The statement put on the website also says: “Sardar Patel, the man who unified our nation, was the first to point out the threat the RSS poses to India’s unity. After Mahatma Gandhi was assassinated by a religious fanatic, Sardar Patel advocated a ban on the RSS.”

It added: “Patel wrote in a letter the activities of the RSS constituted a clear threat to the existence of the Government and State.”

Quoting from the home ministry notification to ban the RSS after Gandhiji’s assassination, the Congress statement added: “Individual members of the RSS have indulged in acts of violence involving arson, robbery, dacoity and murder and have collected illicit arms and ammunition.

“They have been found circulating leaflets exhorting people to resort to terrorist methods, to collect firearms, to create disaffection against the government, the police and the military.”

The statement continued: “Sardar Patel was firmly of the opinion that the communal poison spread by the RSS was responsible for the Mahatma’s assassination.

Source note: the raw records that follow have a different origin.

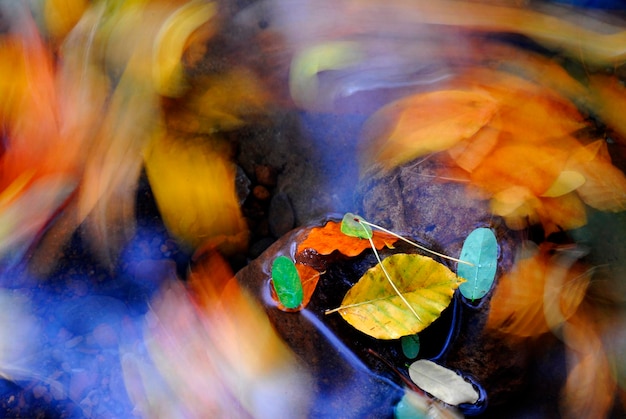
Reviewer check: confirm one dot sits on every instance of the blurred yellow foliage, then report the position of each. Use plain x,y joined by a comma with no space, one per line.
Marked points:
521,150
193,183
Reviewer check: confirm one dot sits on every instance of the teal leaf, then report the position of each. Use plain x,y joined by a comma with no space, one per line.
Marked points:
410,345
287,282
352,226
481,250
407,410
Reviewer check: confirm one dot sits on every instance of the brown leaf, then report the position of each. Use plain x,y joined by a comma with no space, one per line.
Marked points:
309,278
426,123
325,240
470,152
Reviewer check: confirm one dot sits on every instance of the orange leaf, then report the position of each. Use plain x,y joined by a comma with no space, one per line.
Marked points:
530,165
426,123
327,239
605,184
309,278
470,152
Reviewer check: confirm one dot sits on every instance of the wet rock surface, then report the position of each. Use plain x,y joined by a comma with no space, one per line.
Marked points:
438,215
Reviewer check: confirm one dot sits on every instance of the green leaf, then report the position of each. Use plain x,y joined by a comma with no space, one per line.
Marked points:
444,384
481,250
419,406
375,308
287,282
352,226
410,345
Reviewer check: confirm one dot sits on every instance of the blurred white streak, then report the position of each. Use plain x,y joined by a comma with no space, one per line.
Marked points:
19,338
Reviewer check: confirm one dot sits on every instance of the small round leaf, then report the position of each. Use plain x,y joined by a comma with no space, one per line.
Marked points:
481,250
410,345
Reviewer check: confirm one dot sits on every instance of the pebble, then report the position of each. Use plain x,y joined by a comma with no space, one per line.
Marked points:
261,193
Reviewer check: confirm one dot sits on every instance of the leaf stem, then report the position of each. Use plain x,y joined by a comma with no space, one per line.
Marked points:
415,244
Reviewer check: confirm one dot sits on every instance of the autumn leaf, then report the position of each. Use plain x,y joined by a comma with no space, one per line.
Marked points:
170,42
426,123
309,277
481,250
532,166
538,294
470,152
375,308
329,238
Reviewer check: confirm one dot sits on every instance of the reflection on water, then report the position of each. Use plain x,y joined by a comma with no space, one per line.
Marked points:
124,124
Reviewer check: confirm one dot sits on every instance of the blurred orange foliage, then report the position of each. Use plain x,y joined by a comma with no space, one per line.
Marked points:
215,353
329,238
525,153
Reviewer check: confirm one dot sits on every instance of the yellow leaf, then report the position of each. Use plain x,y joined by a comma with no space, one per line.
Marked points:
169,45
426,123
61,15
520,164
193,184
590,386
537,286
373,307
470,152
308,63
222,102
567,181
605,185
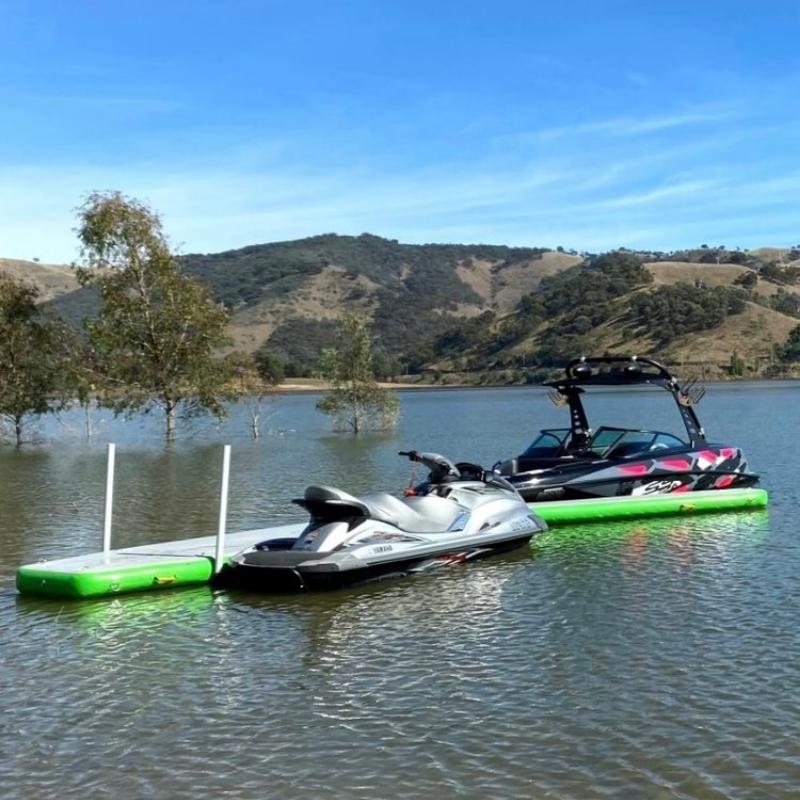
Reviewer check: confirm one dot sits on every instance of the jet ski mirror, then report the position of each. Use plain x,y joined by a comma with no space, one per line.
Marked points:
441,468
582,371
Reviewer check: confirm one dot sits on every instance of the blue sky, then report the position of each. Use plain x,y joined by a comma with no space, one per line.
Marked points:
590,125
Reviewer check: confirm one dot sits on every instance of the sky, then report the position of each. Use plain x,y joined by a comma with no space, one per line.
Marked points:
584,124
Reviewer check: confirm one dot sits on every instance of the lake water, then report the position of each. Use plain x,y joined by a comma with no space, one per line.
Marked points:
654,659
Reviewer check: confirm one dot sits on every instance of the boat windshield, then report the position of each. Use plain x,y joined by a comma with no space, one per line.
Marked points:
548,444
622,442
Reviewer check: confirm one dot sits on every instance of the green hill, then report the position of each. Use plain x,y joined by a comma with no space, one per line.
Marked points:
488,312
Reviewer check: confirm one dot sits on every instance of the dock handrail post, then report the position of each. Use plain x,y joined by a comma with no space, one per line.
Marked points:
109,499
223,509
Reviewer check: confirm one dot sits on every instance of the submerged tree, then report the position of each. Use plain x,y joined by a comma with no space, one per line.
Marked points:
158,329
355,400
29,357
258,376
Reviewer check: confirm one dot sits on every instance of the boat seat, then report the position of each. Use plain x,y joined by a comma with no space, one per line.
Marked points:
413,514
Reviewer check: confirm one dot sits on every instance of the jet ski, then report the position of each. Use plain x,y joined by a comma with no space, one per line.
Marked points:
578,463
459,513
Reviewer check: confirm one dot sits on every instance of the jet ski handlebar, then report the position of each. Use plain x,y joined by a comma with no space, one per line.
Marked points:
440,467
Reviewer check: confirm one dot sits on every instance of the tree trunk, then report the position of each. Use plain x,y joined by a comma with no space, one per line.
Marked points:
170,414
88,420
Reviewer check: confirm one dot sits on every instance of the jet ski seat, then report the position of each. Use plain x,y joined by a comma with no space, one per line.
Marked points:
414,514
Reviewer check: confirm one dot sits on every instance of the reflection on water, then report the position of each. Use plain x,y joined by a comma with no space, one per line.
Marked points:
633,659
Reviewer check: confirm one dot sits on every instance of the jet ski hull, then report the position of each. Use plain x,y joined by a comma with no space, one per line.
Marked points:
280,571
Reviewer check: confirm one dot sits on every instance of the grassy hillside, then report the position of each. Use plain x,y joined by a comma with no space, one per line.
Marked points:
469,312
52,280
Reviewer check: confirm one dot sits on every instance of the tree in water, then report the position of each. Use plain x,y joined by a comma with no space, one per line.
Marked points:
258,376
355,400
158,329
30,365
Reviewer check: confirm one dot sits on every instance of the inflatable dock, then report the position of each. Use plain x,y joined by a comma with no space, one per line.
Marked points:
195,561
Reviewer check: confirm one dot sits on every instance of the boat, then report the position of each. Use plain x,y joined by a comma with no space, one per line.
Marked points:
459,513
578,463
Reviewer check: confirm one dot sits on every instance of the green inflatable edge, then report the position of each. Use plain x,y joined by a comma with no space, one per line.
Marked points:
33,580
564,512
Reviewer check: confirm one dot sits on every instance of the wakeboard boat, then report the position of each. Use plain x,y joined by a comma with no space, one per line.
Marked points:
578,462
459,513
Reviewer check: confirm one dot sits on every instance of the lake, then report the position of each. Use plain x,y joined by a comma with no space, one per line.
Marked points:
653,659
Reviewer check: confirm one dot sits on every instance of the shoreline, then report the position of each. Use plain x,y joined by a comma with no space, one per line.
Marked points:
304,388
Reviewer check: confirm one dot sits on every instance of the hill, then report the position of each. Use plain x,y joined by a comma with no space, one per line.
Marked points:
472,313
52,280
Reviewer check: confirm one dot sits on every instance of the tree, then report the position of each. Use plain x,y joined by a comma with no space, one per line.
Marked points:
257,376
269,367
355,399
29,357
158,329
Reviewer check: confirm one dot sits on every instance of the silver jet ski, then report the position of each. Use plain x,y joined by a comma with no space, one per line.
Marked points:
459,513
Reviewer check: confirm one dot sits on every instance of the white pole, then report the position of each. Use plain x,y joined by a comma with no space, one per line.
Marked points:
223,508
109,499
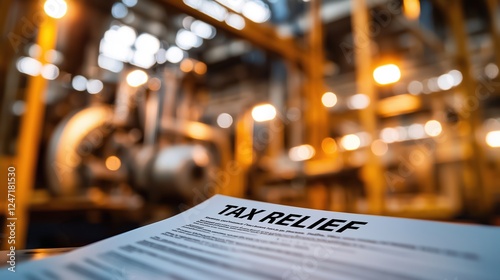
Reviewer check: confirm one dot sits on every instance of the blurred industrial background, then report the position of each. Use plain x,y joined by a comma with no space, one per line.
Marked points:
116,114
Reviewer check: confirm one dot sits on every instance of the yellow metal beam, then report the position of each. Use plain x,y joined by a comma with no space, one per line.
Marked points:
494,11
373,173
261,35
477,189
30,133
316,114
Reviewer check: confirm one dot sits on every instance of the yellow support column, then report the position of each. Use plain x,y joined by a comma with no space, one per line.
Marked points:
476,188
373,175
30,132
316,113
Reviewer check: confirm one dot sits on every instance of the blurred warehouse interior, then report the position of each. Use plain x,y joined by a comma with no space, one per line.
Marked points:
116,113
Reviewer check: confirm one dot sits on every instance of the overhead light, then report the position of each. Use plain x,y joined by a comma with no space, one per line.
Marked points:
119,10
379,147
301,153
35,51
79,83
55,8
130,3
256,11
493,138
113,163
389,135
137,78
29,66
50,71
387,74
411,9
415,87
416,131
329,99
147,43
186,39
174,54
200,68
224,120
358,101
264,112
94,86
445,82
109,64
491,70
235,21
350,142
433,128
457,77
187,65
329,145
202,29
143,59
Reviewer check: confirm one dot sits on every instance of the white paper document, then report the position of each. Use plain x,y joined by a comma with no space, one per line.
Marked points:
230,238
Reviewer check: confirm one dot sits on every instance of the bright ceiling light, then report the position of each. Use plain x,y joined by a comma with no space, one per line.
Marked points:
186,39
389,135
358,101
493,138
329,99
174,54
202,29
130,3
235,21
94,86
350,142
143,59
109,64
224,120
113,163
79,83
445,82
387,74
264,112
137,78
457,77
416,131
119,10
256,11
415,87
491,70
29,66
433,128
379,147
147,43
329,145
55,8
50,71
301,153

“He said, ‘As a final result of the poison, the country had to suffer the sacrifice of the invaluable life of Gandhiji’. He also wrote that people’s opposition to the RSS grew when the RSS men expressed joy and distributed sweets after Gandhiji’s death.”

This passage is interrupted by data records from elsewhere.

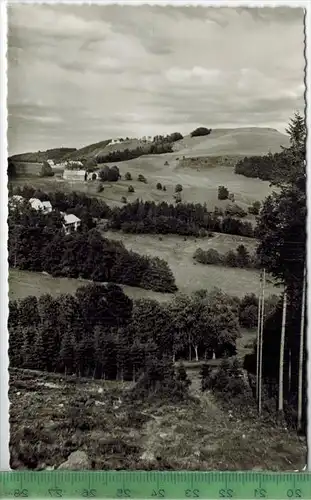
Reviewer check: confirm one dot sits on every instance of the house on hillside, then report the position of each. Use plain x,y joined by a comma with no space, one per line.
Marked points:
44,206
74,175
16,200
114,141
71,223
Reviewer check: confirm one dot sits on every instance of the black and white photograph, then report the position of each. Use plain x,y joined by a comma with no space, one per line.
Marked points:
157,210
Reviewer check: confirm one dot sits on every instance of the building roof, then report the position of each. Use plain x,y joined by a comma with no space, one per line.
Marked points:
47,204
71,218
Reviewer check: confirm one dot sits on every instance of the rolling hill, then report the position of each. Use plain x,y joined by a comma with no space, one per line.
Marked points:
250,141
247,141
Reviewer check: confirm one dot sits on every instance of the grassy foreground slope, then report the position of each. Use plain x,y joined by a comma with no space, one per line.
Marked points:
51,416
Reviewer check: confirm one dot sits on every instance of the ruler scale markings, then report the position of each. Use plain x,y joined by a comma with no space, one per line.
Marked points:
143,485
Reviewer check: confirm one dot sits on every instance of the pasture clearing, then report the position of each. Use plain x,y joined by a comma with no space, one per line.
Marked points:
24,283
199,185
190,275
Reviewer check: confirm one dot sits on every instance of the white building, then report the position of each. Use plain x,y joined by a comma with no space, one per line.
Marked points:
71,223
16,200
44,206
74,175
114,141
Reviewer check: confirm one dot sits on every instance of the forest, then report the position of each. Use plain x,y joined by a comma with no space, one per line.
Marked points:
186,219
101,332
37,243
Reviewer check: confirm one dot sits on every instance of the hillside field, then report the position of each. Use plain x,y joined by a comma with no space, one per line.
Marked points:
177,252
199,185
190,275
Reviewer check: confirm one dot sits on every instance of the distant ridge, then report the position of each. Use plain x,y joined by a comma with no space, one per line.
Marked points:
245,141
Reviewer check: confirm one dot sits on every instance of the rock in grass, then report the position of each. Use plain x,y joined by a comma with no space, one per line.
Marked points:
78,460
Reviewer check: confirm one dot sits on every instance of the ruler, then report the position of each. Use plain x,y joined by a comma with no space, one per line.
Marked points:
155,485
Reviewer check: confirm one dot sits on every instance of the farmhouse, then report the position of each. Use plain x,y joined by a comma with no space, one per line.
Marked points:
74,175
44,206
114,141
71,223
15,201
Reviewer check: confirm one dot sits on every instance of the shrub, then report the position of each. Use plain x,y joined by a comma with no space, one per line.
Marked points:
254,209
235,211
218,212
142,178
210,256
175,136
109,174
46,170
200,131
231,259
243,257
223,193
205,375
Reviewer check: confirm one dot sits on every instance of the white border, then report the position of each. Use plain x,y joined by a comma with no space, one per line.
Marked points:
4,379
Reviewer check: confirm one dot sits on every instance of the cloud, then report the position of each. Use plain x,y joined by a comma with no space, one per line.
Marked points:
83,73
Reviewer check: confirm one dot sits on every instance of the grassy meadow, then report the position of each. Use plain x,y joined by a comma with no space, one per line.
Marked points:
199,185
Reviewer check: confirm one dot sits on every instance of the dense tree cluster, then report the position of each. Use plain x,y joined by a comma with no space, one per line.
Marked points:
235,210
254,209
77,203
37,243
183,218
130,154
282,251
100,332
223,193
11,169
239,258
200,131
110,174
271,167
46,170
56,154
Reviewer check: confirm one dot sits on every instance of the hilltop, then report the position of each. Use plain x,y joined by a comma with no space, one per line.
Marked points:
231,141
249,141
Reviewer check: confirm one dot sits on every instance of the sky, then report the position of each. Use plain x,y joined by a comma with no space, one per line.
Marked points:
79,74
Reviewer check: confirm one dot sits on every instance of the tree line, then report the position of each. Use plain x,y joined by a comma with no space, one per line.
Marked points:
37,243
239,258
77,203
282,252
100,332
270,167
187,219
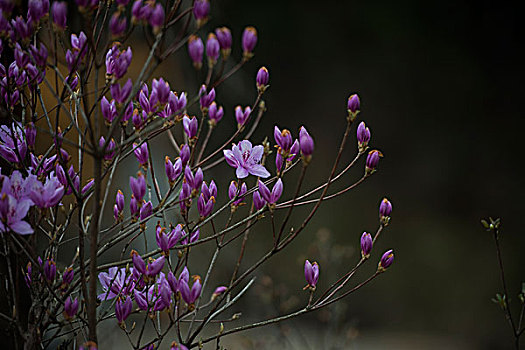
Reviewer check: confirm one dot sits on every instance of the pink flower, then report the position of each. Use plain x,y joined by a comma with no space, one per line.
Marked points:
246,159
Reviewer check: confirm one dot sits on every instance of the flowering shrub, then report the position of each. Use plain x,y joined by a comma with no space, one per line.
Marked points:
62,153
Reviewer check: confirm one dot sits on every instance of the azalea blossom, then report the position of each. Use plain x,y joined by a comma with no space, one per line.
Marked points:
246,159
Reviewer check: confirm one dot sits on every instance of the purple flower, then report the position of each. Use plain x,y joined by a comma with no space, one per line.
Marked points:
185,153
193,237
138,186
205,206
366,245
117,25
123,308
363,136
173,170
191,126
117,62
140,299
142,154
224,36
206,98
164,294
215,114
283,139
218,291
176,104
386,260
30,131
70,308
12,143
273,196
121,94
234,192
246,159
311,273
156,19
249,39
115,282
261,81
167,241
196,50
258,201
306,142
372,161
17,186
241,116
47,195
146,210
385,209
176,346
110,148
201,9
160,89
119,200
212,49
353,106
109,110
67,277
190,295
155,266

The truth is that the RSS was let off in the case but grim historical facts, including Nathuram Godse’s links with it and the ideological affinity among the communal elements opposed to Gandhiji, gives the Congress a huge political advantage over the BJP.

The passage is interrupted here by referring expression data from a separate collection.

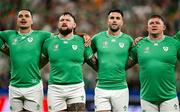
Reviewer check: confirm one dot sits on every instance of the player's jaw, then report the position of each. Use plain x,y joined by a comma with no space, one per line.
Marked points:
114,28
65,31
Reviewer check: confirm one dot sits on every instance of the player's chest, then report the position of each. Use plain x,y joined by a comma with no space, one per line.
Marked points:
24,42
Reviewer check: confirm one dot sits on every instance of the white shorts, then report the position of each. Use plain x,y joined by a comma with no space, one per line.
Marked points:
30,98
111,100
171,105
59,96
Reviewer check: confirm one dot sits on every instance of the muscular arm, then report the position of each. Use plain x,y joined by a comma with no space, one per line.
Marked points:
130,64
5,49
93,62
44,60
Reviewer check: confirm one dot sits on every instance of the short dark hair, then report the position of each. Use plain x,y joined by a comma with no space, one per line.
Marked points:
157,16
70,14
116,10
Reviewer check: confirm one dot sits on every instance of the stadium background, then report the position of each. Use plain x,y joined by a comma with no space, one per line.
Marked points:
91,18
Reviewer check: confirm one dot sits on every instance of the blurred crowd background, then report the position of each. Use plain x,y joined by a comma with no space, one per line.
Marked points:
91,16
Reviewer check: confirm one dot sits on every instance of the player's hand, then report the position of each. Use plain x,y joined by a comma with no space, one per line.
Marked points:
137,40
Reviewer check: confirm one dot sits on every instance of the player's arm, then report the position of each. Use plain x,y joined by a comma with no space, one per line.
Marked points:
4,48
93,62
44,57
130,63
132,60
136,40
177,36
44,60
86,37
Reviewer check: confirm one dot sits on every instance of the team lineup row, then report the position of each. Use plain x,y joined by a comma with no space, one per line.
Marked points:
29,50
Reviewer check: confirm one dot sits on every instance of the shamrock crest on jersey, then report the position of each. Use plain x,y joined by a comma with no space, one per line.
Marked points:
121,45
105,43
146,50
30,39
74,47
56,46
165,49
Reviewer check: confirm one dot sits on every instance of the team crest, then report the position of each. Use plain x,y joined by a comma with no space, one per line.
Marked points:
56,46
165,49
113,40
30,39
146,50
74,47
14,41
105,44
121,45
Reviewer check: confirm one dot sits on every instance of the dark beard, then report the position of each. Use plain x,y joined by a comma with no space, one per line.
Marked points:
65,32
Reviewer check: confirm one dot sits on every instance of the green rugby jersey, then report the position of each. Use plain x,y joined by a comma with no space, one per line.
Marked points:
25,53
112,54
157,61
66,57
1,44
177,35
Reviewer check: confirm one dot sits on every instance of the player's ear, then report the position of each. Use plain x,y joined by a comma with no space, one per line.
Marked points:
74,26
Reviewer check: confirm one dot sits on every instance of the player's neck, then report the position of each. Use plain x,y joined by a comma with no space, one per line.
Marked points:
114,33
156,36
66,36
25,31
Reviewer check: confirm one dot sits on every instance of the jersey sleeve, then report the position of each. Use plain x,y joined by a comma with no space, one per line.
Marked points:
133,54
44,48
178,50
177,36
88,52
3,35
93,44
1,44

The Congress is worried about the ignorance of today’s youth who tend to see Modi as a development messiah without giving any importance to where he comes from and what he brings along.

Technically, RSS spokesperson Ram Madhav was right that the saffron organisation was not indicted. The Kapur Commission which looked into Gandhi’s assassination also said in its report: “... RSS as such were not responsible for the murder of Mahatma Gandhi, meaning thereby that one could not name the organisation as such as being responsible for that most diabolical crime, the murder of the apostle of peace. It has not been proved that they (the accused) were members of the RSS.”

RSS leaders were acquitted of the conspiracy charge by the Supreme Court and the ban on the organisation was lifted.

The government communiqué banning the RSS did not mention Gandhiji’s assassination and said: “In their resolution of February 2, 1948, the Government declared their determination to root out the forces of hate and violence that are at work in our country and imperil the freedom of the Nation and darken her fair name. In pursuance of this policy, the Government of India have decided to declare unlawful the RSS.”

Patel, however, held the RSS responsible for creating an atmosphere that led to such a ghastly fallout. In a letter to RSS chief M.S. Golwalkar on September 11, 1948, Patel wrote: “All their speeches were full of communal poison.

“It was not necessary to spread poison in order to enthuse the Hindus and organise for their protection. As a final result of the poison, the country had to suffer the sacrifice of the invaluable life of Gandhiji. Even an iota of the sympathy of the Government, or of the people, no more remained for the RSS.”

In another letter, Patel wrote to Hindu Mahasabha leader Shyama Prosad Mookerjee on July 18, 1948: “As regards the RSS and the Hindu Mahasabha, the case relating to Gandhiji's murder is sub judice and I should not like to say anything about the participation of the two organisations, but our reports do confirm that, as a result of the activities of these two bodies, particularly the former, an atmosphere was created in the country in which such a ghastly tragedy became possible.

“There is no doubt in my mind that the extreme section of the Hindu Mahasabha was involved in the conspiracy.”